The new barracks will belong to the museum in Southwest Washington.
On Tuesday, the exhibition containing the barracks closed and will remain closed for five months to allow for the removal of the barracks and the installation of the new acquisition.
The portion of the third floor that is closed also contains prisoner food bowls, Zyklon B cans that once contained poison gas, a plaster model of the gas chamber and crematorium in Birkenau, and belongings of victims. Those artifacts and models will remain in the permanent exhibition, museum spokesman Andy Hollinger said.
The removal of the barracks comes after years of sensitive negotiations between the Polish government and the Holocaust Museum. In 2003, Poland passed a law stating that no historical artifact could remain on loan abroad for more than five years without being returned for inspection. Museum officials and several members of the team that designed the permanent exhibition worried that the new law could require significant artifacts to be returned to Poland, affecting the design of the museum.
In a statement, the Holocaust Museum said that the barracks are being returned and reassembled in Poland for purposes of inspection, and that returning them to the United States after inspection would have risked significant damage to the structure.
“The agreement we reached with Polish authorities allows us to adhere to Polish law and have a barracks from Birkenau in our permanent collection and display it in the Museum,” the statement said.

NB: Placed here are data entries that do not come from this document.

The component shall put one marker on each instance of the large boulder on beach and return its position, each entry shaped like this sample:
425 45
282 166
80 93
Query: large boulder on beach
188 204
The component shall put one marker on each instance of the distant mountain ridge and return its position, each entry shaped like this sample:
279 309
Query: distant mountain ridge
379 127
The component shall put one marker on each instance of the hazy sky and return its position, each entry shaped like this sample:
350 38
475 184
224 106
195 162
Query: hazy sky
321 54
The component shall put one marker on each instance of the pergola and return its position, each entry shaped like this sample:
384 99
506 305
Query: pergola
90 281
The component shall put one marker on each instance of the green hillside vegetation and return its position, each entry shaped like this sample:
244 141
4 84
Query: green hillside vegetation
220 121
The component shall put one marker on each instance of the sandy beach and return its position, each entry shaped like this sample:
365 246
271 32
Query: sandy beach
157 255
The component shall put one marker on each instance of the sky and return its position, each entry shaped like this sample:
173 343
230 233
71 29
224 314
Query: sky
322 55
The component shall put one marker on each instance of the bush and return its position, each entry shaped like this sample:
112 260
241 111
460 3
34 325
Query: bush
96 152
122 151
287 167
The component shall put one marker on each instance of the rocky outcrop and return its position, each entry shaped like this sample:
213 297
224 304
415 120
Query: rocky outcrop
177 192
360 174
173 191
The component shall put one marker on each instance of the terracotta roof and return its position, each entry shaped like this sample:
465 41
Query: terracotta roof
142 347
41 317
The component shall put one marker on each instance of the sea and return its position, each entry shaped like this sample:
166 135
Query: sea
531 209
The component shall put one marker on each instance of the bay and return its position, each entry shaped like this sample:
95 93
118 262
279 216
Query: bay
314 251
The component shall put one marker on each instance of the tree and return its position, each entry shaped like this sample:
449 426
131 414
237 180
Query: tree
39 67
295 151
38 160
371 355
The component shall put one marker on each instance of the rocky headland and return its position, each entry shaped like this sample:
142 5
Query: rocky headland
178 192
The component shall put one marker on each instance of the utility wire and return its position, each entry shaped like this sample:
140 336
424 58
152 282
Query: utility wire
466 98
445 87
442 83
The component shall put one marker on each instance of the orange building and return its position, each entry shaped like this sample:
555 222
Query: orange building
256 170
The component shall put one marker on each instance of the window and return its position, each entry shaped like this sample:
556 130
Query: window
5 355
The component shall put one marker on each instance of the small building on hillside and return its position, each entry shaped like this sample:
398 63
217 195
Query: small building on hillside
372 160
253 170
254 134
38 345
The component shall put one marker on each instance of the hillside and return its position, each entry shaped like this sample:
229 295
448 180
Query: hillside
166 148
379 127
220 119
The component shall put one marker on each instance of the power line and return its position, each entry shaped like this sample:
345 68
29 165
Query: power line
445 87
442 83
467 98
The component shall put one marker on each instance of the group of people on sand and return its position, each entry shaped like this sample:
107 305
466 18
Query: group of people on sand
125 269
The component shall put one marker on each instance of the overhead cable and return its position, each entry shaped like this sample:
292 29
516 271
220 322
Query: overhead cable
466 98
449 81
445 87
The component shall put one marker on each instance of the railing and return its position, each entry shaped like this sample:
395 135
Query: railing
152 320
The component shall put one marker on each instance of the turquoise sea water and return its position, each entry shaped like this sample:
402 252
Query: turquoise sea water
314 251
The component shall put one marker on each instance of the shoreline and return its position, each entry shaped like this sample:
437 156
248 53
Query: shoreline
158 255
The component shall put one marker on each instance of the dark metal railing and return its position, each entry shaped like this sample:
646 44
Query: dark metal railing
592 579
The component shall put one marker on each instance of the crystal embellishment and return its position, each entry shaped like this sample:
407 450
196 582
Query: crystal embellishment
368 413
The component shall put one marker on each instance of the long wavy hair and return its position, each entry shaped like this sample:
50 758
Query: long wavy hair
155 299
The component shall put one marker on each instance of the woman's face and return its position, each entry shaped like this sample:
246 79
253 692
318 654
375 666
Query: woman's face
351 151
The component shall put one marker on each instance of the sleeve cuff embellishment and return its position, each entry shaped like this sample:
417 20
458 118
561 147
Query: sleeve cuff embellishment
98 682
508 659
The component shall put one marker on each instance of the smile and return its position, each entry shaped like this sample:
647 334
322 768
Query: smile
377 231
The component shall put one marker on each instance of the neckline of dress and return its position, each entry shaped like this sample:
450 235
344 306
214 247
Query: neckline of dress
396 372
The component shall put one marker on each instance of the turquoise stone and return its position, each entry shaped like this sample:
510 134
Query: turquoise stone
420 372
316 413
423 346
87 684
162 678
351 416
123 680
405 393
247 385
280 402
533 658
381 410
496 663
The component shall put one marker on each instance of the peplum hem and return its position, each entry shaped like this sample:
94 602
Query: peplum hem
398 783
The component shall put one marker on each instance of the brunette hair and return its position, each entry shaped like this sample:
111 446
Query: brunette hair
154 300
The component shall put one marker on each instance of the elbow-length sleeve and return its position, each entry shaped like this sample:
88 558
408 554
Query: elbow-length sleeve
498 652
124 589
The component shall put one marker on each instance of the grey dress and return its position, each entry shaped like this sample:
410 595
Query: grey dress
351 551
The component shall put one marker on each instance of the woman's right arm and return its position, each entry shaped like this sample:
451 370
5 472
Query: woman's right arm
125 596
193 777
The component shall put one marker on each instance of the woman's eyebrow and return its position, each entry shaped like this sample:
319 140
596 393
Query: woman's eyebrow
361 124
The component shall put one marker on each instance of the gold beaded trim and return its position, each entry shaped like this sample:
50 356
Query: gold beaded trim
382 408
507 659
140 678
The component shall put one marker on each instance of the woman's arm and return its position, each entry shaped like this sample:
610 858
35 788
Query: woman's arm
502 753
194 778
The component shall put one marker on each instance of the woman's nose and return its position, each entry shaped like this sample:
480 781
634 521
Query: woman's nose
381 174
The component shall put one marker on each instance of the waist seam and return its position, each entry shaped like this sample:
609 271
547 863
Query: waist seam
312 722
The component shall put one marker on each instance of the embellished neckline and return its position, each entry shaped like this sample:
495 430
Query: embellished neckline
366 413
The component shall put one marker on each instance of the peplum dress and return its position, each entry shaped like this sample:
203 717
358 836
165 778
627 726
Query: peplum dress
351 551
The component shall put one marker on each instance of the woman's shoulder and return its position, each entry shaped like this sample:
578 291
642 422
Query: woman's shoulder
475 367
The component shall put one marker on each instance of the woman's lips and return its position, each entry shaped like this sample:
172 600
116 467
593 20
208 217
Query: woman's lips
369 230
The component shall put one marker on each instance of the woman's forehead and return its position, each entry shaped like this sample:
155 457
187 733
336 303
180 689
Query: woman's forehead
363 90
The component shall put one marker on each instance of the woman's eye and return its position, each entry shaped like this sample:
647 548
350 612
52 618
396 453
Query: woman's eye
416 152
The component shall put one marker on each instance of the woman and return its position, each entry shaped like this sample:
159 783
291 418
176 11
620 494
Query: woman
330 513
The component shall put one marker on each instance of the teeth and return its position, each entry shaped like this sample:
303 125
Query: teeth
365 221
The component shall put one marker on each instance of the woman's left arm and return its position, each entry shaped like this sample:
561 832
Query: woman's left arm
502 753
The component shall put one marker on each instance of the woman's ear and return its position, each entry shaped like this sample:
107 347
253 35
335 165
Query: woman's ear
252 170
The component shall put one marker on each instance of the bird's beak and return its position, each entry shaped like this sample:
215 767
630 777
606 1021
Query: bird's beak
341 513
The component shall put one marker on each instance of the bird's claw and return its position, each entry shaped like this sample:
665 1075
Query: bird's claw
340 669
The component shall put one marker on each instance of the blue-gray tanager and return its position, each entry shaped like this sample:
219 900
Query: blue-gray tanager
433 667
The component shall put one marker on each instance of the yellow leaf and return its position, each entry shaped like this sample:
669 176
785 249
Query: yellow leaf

Still, the negotiations over the barracks caused tension between the museum and Polish officials in the past few years. The barracks are half a wooden building where dozens of prisoners slept as they awaited death. They are considered by the museum’s designers to be among the most chilling artifacts in the museum. The remaining half stands at Birkenau, one of the two death camps miles apart in the Auschwitz-Birkenau complex.
Michael Berenbaum, a Holocaust scholar and project director for the museum during its construction, said that the museum was designed and built around the barracks.
“If you look at the pillars of the building, it has slats in them which take those barracks. It’s a complex operation to remove them,” Berenbaum said. “The good news is that the museum will receive barracks in return and will own that barracks so we don’t have to face this problem again. But the bad news is that it’s going to take five months and the museum experience will be less complete [during that time].”
In a previous interview with The Washington Post, the museum’s director, Sara Bloomfield, said that other objects in the collection have been returned to Poland for inspection under the 2003 law, but that the removal of the barracks would significantly alter the permanent exhibition.
“It is our priority to keep the barracks in the exhibition,” Bloomfield said.
Bloomfield could not be reached for comment on the replacement barracks, although the museum statement noted the importance of the compromise:
“The Museum is grateful to the Auschwitz-Birkenau State Museum and our Polish partners for working with us to reach an agreement that satisfies Polish law and allows the Museum to keep an important educational artifact on display.”